A significant number of the offshore gas projects planned for the North West shelf of Australia present corrosion and flow assurance challenges (paraffin wax, hydrates and scale). Temperatures at the wellhead may be as high as 140°C, which combined with carbon dioxide levels of 10–20 mol % could lead to aggressive, acidic gas corrosion of the infrastructure and pipelines. The water depth, temperature and operating conditions of these pipelines may result in hydrate formation and subsequent blockages (particularly during shutdowns). Many of the projects have a base case specifying the use Mono Ethylene Glycol (MEG) to suppress hydrate formation in the pipelines. In the majority of these systems, the MEG is regenerated either at satellite platforms or onshore processing plants after which it is resupplied to the injection point offshore (i.e. a re-circulating glycol system).

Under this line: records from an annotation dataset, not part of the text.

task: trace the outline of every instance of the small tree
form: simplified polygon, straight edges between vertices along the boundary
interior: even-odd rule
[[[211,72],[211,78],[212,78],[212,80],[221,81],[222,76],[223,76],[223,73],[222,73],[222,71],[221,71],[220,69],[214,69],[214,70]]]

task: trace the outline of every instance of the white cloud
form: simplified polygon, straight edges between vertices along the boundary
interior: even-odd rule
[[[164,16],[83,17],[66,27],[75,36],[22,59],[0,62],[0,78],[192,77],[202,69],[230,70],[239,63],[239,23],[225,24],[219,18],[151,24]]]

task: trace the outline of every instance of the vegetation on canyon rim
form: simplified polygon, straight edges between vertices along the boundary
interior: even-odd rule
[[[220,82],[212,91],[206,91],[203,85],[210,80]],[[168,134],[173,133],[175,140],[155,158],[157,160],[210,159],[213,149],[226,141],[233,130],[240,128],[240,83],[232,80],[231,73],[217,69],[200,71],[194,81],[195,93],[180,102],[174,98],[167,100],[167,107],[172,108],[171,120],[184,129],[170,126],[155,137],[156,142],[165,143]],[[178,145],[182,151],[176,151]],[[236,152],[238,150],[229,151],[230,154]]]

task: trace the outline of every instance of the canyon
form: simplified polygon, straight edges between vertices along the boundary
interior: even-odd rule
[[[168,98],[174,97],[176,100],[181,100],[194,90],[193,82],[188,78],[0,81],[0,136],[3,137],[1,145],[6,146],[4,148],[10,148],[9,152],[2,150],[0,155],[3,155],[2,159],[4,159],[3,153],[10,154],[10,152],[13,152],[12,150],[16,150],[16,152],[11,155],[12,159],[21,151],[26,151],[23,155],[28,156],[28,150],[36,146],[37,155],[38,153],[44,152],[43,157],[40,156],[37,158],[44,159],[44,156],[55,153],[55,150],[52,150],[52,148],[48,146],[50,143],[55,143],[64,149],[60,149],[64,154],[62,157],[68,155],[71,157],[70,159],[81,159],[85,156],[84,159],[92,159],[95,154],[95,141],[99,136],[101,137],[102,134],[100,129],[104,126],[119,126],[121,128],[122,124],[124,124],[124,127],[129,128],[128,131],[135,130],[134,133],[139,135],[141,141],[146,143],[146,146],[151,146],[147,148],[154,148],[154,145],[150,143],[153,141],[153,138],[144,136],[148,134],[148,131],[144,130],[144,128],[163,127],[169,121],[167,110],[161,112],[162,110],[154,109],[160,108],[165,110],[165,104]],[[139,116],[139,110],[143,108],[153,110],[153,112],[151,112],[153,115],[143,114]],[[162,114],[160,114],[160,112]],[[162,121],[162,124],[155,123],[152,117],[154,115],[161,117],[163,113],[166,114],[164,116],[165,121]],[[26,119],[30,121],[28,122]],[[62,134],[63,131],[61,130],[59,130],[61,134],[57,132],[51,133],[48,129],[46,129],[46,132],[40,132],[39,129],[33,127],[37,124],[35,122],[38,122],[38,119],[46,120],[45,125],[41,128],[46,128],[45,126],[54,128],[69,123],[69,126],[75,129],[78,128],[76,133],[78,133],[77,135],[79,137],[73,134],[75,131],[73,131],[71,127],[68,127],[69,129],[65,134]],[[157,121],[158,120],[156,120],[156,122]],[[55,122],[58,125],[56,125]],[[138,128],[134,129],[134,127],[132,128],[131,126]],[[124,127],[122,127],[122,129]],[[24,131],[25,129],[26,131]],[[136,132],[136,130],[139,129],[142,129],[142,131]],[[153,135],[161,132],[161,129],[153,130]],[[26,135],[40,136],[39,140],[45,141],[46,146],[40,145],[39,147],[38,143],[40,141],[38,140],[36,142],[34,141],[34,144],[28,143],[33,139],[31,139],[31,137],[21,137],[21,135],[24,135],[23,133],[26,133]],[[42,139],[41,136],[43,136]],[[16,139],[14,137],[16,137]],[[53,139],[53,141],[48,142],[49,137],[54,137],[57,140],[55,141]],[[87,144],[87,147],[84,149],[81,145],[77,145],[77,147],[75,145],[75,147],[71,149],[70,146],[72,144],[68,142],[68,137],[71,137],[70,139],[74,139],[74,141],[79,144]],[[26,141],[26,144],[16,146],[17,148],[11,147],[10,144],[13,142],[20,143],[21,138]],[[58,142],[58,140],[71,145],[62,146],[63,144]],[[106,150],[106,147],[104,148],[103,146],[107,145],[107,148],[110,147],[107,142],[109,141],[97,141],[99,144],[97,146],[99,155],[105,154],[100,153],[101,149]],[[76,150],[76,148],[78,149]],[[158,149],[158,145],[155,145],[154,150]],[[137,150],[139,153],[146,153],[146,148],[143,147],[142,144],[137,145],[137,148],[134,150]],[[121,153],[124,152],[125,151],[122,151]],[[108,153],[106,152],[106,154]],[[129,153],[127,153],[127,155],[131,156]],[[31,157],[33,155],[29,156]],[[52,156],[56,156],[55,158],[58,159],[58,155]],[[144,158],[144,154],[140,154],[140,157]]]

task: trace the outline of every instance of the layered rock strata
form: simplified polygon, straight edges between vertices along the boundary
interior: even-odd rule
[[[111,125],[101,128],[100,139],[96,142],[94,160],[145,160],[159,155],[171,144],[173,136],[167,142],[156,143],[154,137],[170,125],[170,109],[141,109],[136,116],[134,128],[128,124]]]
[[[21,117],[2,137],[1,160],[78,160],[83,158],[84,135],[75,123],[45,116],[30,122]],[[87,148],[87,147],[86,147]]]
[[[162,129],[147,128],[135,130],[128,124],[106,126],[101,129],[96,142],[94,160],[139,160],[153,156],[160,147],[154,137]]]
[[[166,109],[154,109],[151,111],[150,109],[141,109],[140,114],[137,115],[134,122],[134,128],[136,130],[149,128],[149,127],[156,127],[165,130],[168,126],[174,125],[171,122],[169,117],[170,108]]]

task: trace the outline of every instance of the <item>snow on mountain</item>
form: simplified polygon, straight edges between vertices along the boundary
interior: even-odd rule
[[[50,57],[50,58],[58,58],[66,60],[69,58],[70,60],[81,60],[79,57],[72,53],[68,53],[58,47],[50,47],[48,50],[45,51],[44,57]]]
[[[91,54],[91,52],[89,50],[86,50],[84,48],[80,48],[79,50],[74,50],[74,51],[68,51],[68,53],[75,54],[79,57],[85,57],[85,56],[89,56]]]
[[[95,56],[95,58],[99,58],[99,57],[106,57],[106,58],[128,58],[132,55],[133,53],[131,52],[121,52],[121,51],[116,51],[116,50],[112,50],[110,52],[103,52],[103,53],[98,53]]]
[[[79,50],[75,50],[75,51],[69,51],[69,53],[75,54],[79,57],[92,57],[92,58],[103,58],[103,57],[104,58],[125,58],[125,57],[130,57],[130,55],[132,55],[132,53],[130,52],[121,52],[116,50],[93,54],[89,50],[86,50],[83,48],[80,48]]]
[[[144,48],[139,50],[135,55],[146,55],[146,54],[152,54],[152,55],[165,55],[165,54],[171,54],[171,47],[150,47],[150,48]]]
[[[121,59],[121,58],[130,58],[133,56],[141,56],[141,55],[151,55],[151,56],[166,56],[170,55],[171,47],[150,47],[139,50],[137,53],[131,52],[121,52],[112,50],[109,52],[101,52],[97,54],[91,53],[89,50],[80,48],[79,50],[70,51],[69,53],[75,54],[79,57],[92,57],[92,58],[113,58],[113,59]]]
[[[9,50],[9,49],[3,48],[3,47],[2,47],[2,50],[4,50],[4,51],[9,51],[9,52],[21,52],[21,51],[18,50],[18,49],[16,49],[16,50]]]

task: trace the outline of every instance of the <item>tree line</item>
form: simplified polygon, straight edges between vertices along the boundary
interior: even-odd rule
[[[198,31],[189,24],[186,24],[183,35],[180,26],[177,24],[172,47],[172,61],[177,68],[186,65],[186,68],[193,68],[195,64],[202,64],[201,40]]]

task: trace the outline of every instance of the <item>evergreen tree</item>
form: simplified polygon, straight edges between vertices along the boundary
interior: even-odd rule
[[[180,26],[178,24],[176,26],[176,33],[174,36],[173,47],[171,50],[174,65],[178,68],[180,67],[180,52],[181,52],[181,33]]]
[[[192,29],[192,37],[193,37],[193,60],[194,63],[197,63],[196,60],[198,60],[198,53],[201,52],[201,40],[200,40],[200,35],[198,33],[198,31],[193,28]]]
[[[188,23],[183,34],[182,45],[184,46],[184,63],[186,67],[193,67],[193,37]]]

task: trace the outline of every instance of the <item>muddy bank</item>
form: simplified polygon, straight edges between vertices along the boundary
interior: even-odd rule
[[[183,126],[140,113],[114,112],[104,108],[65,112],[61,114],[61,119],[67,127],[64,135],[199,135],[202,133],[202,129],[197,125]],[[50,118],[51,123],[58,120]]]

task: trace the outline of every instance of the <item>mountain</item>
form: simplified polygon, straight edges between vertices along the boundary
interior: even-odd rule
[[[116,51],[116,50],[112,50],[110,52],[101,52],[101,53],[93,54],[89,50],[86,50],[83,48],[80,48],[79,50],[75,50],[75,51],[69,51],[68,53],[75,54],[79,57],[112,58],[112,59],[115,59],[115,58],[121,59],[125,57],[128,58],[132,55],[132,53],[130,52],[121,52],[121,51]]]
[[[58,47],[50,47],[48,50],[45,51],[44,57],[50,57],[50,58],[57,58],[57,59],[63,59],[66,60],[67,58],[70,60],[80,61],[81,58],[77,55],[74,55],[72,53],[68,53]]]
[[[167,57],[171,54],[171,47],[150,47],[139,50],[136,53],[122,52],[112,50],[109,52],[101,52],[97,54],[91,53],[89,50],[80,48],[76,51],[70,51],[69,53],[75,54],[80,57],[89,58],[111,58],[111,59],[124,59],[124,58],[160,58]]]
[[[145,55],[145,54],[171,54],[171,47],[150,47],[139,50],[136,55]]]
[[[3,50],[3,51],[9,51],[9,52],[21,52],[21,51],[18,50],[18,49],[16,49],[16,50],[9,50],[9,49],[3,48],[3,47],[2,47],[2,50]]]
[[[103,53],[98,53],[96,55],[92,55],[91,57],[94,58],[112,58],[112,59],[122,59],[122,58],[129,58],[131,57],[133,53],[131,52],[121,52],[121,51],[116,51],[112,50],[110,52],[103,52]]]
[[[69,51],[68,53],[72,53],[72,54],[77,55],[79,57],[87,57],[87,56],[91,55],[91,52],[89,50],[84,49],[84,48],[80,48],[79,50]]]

This basis of design requires a different approach towards chemical selection than a once through system due to the possible impact of the corrosion inhibitor (and other chemicals) on the glycol regeneration system. This paper details the corrosion challenges of these systems and describes the testing required to: Develop corrosion inhibitors that will reduce the potential for severe corrosion; and, Meet the requirements for use in re-circulating glycol systems.